The data confirmed that blacks, whites and Latinos who grew up in tougher neighborhoods all are more likely to go to prison or jail than counterparts who grew up in better neighborhoods, as one might expect.
But while the chances of incarceration dropped sharply for whites and Latinos from advantaged neighborhoods, black adults benefited about half as much from that upward neighborhood mobility, Alvarado found.
Alvarado called that finding sobering and surprising.

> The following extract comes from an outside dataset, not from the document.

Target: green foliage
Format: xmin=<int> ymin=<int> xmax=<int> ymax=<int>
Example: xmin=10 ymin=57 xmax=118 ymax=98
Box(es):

Considerable research has touted the benefits of moving people into less poor neighborhoods to improve outcomes, he said, but few studies have looked at incarceration as an outcome.
“My findings complicate that a little bit and tell us that when it comes to incarceration we might want to also think about larger structural changes to criminal justice in the United States,” he said, “and not simply moving people from one neighborhood to another as a sufficient way to address this issue.”
Blacks enjoy fewer protective effects from good neighborhoods with respect to incarceration, Alvarado suggests, because of the nation’s highly racialized criminal justice system.
“More than other racial and ethnic groups, the odds of experiencing incarceration for blacks may be tied to racial profiling, surveillance, stop-and-frisk policies, gang injunctions and other forms of social control that affect all black Americans, regardless of their family and neighborhood origins,” he wrote.
Recent events have made that reality more apparent to all Americans, Alvarado said, adding that his research provides some hard data that supports calls for systemic reform led by the Black Lives Matter movement.
“It’s very difficult for black Americans to find refuge from incarceration,” he said. “We’re seeing that play out now in terms of the demonstrations and the policy changes that municipalities are starting to consider.”